Thomas Friedman thinks Obama has a "poetry" problem. You see, it's not that people are unsupportive of the "Obama plan" - it's just that he hasn't framed it correctly.
He has not tied all his programs into a single narrative that shows the links between his health care, banking, economic, climate, energy, education and foreign policies. Such a narrative would enable each issue and each constituency to reinforce the other and evoke the kind of popular excitement that got him elected.
I can tie it all together for you in that single narrative, but I don't think Tom is gonna like it.
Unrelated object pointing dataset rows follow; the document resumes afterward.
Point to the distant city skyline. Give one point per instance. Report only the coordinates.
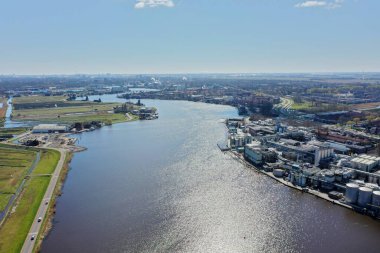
(183, 36)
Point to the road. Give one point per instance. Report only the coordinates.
(42, 210)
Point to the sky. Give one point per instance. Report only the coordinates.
(188, 36)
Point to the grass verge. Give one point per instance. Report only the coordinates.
(16, 227)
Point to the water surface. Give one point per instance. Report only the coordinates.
(164, 186)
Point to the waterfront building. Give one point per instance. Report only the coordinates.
(49, 128)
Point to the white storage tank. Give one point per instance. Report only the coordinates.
(376, 198)
(278, 173)
(365, 196)
(352, 192)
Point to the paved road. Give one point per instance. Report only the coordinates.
(42, 210)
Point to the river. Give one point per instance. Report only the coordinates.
(164, 186)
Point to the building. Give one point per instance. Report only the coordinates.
(252, 152)
(49, 128)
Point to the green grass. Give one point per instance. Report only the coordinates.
(76, 111)
(16, 227)
(4, 199)
(14, 163)
(48, 162)
(14, 131)
(301, 106)
(38, 99)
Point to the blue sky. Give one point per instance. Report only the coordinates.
(188, 36)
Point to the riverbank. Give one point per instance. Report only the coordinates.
(14, 230)
(318, 194)
(47, 224)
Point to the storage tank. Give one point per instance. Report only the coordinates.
(376, 198)
(365, 196)
(303, 181)
(352, 192)
(278, 173)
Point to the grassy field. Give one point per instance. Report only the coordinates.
(16, 227)
(14, 164)
(13, 131)
(48, 162)
(38, 99)
(3, 110)
(67, 112)
(301, 106)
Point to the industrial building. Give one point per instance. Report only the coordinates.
(49, 128)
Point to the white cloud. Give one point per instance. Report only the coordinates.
(325, 4)
(153, 3)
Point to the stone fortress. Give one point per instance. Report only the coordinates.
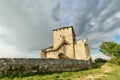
(67, 55)
(66, 46)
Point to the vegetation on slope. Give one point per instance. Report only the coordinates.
(107, 71)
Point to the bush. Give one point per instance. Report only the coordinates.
(100, 60)
(115, 61)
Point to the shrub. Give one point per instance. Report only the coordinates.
(115, 61)
(100, 60)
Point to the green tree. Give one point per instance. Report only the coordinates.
(110, 49)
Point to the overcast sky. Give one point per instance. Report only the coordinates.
(26, 25)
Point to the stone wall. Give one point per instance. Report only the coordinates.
(21, 66)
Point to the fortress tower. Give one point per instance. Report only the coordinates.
(65, 45)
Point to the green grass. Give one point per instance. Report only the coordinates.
(107, 72)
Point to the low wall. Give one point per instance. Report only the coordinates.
(20, 66)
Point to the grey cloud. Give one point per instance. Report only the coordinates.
(56, 12)
(97, 12)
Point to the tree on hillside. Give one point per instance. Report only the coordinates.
(110, 49)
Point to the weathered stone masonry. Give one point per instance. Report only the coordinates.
(65, 46)
(22, 66)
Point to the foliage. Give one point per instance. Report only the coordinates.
(115, 61)
(110, 49)
(100, 60)
(93, 74)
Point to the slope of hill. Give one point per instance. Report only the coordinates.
(107, 71)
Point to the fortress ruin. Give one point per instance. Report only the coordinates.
(66, 46)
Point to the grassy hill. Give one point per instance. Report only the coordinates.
(106, 71)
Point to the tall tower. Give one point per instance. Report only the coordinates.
(67, 35)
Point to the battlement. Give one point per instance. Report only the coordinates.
(64, 43)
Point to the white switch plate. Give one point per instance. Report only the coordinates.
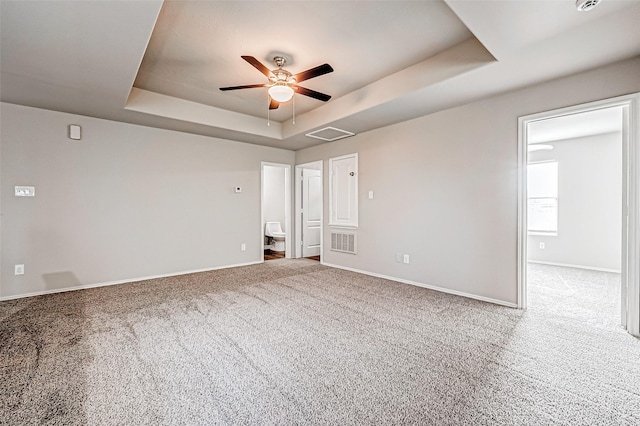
(25, 191)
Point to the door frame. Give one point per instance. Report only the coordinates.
(299, 201)
(630, 273)
(287, 206)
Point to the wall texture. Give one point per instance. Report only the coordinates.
(445, 186)
(589, 204)
(125, 202)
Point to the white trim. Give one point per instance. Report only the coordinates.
(353, 224)
(427, 286)
(299, 201)
(287, 207)
(630, 312)
(568, 265)
(128, 281)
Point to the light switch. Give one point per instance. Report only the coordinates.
(25, 191)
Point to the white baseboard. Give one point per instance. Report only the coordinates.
(132, 280)
(568, 265)
(423, 285)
Without it, though, the president’s eloquence, his unique ability to inspire people to get out of their seats and work for him, has been muted or lost in a thicket of technocratic details. His daring but discrete policies are starting to feel like a work plan that we have to slog through, and endlessly compromise over, just to finish for finishing’s sake — not because they are all building blocks of a great national project.
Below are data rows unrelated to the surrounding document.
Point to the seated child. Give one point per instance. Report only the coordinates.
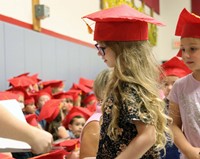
(75, 120)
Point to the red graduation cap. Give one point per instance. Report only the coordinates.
(45, 91)
(86, 82)
(52, 83)
(76, 111)
(32, 119)
(55, 154)
(50, 110)
(21, 81)
(121, 23)
(69, 145)
(188, 25)
(6, 95)
(175, 67)
(35, 78)
(89, 98)
(63, 95)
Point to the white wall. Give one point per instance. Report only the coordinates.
(65, 18)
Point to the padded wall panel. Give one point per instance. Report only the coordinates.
(24, 50)
(14, 50)
(3, 83)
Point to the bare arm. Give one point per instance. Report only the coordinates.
(13, 128)
(90, 140)
(179, 138)
(144, 140)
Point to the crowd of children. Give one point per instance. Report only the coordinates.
(131, 113)
(47, 106)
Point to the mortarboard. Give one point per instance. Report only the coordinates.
(75, 93)
(188, 25)
(86, 82)
(50, 110)
(52, 83)
(63, 95)
(23, 74)
(5, 156)
(6, 95)
(121, 23)
(76, 111)
(175, 67)
(29, 99)
(69, 145)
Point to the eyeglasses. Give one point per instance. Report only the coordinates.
(100, 49)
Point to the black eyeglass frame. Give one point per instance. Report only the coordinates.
(100, 49)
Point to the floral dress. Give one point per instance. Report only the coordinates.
(129, 111)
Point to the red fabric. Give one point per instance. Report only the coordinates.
(188, 25)
(87, 82)
(121, 23)
(81, 87)
(155, 4)
(70, 145)
(56, 154)
(63, 95)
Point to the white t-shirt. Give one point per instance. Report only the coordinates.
(186, 94)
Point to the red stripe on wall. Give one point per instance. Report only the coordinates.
(155, 4)
(44, 31)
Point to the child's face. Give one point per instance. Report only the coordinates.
(109, 58)
(42, 100)
(77, 126)
(191, 53)
(167, 84)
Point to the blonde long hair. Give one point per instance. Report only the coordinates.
(136, 64)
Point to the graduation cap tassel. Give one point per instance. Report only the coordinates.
(90, 31)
Great national project ... like National Socialism?
But to deliver this agenda requires a motivated public and a spirit of shared sacrifice. That’s where narrative becomes vital. People have to have a gut feel for why this nation-building project, with all its varied strands, is so important — why it’s worth the sacrifice. One of the reasons that independents and conservatives who voted for Mr. Obama have been so easily swayed against him by Fox News and people labeling him a “socialist” is because he has not given voice to the truly patriotic nation-building endeavor in which he is engaged.
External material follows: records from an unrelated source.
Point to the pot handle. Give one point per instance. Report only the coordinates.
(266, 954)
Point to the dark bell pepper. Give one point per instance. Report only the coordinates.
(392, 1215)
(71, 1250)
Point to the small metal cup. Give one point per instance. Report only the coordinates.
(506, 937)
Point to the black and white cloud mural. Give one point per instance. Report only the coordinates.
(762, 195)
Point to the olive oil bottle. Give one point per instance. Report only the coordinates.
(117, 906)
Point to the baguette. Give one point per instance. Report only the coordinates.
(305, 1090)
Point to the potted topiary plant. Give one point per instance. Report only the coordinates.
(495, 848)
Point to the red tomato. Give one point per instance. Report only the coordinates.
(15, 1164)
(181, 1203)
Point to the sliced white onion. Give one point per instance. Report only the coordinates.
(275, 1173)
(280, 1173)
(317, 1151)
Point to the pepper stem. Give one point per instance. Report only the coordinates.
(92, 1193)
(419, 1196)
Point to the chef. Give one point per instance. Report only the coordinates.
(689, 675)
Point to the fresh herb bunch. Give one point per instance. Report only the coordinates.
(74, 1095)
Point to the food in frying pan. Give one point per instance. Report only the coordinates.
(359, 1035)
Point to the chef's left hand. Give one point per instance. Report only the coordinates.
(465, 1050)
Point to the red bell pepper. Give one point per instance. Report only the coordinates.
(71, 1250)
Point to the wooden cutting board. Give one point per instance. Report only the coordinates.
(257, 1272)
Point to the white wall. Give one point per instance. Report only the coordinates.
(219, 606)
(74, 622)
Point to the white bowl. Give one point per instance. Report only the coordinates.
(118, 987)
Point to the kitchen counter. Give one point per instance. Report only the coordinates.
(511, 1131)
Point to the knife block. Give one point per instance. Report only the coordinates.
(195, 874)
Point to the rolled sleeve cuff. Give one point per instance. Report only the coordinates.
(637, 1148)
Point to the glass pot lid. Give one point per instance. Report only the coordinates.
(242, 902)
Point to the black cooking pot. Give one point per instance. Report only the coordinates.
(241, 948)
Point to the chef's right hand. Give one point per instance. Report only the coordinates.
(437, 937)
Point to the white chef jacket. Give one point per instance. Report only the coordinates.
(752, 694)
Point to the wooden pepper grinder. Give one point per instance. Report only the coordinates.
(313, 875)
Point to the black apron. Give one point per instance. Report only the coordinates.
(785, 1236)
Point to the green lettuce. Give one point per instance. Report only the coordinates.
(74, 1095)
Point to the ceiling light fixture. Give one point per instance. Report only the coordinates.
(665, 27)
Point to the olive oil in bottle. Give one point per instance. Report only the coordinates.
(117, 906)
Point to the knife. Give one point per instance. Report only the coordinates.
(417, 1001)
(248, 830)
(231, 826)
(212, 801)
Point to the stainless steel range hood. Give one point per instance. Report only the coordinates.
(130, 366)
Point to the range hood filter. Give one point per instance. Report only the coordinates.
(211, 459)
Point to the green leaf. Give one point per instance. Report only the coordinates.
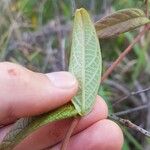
(26, 126)
(85, 64)
(120, 22)
(85, 61)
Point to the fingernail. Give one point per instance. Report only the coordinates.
(62, 79)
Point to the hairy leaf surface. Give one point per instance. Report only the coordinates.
(85, 61)
(85, 64)
(120, 21)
I'm telling you ... some parades ... a few posters ... THAT is how you motivate people for a "Great National Project."
The mistake is in the belief that our Country can be improved from the top down. A bigger government, with more power and control will certainly be the answer, right? Friedman and friends are so loath to call what Obama and Pelosi wants "socialism" but I really don't know what it is when the Federal government has so much power and income is increasingly redistributed in the name of "fairness."